Chinese regulators have taken drastic measures in recent weeks to regain investor confidence through more effective and consistent handling of defaults in response to a spike in bond failures.
The developments, led by the nation's first set of draft rules to tackle souring bonds, reflect a sense of urgency among policymakers to tame dishonest debtors who often get away with insufficient disclosure, persistent delays in repayment, and protracted bankruptcy proceedings.
Failure to do so would hamper the efforts of Beijing to promote well-functioning capital markets to modernize an economy that is still predominantly financed by bank loans, analysts said.

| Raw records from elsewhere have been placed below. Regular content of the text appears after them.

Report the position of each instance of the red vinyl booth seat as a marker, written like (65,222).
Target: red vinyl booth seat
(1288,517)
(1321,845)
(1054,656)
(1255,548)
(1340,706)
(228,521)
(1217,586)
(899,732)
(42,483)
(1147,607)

Notwithstanding the toughened policy stance, the new promises made by regulators remain rich in generalizations and short on details such as how to impose penalties for default misbehavior and help investors recover losses, analysts said. Cleaning up the mess also includes improving the existing law on bankruptcy in China.

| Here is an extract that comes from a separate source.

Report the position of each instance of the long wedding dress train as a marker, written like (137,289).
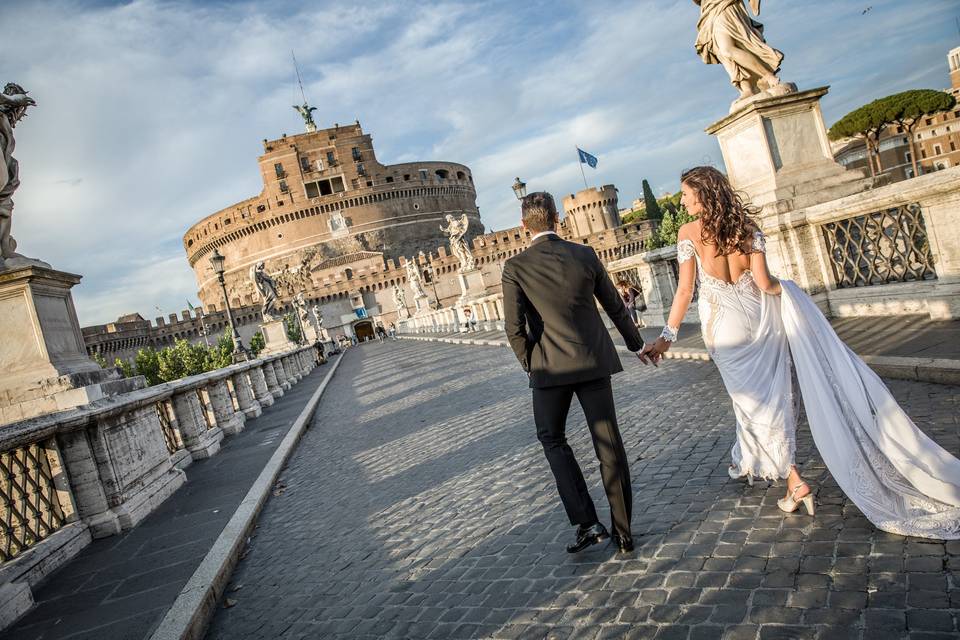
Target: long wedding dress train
(900,479)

In the draft rules jointly published on Dec. 27, China's central bank, economic planning agency and securities regulators called for the reform of the bond default handling process. They stressed the importance of creditor meetings and urged more accountability on the part of custodian banks, underwriters and rating agencies.

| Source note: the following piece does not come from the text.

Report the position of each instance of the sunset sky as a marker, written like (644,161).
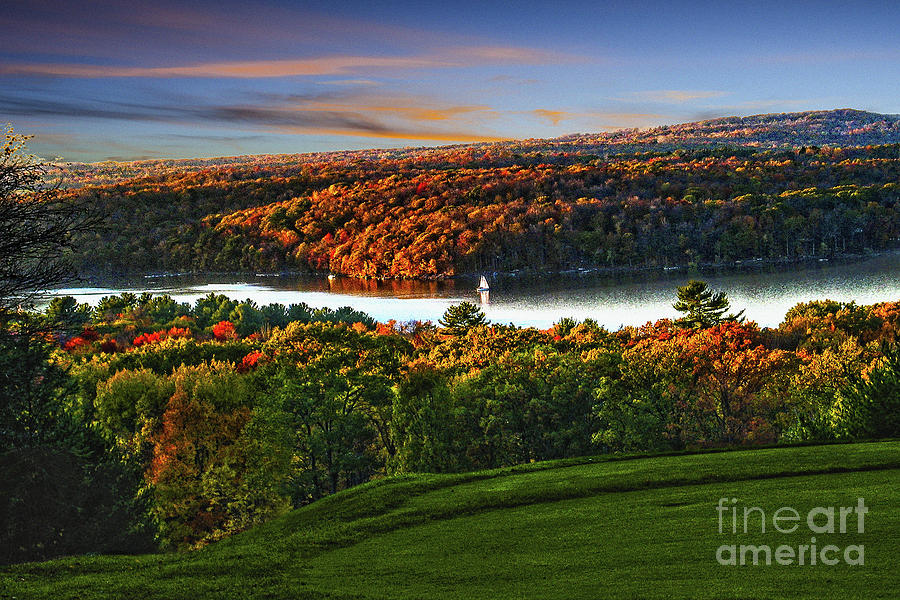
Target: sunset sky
(128,79)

According to Chinese lawyer Yang Peiming, the guidelines, which mostly cover specific concepts in dealing with default bonds, demonstrate that the issue has gained considerable attention at the national level.
However, execution details are needed to implement the draft rules, which means it now requires China's supreme court to follow up with more concrete measures, he said.
Government regulators have also rolled out guidelines in recent weeks on trading defaulted bonds and are expected to publish rules on swapping them for new debt.
The country's supreme court also has taken some early action, drafting rules aimed at better scrutinizing bond underwriters' behavior.
China's central business district has made great strides since allowing the first local bond to default six years ago, searching for ways to foster a more robust discipline in a finance region long used to government bailouts.
Still, it is China's bondholders that are being affected by the soaring cost of complicated defaults while borrowers often go scot-free.
Onshore bond defaults last year reached 134.1 billion yuan ($19.2 billion), hitting a fresh record for the second year in a row, according to a Bloomberg report.
Since 2018, the recovery rate on defaulted loans has dropped to 4 percent; Shanghai Chongyang Investment Co. said in a report dated December 27.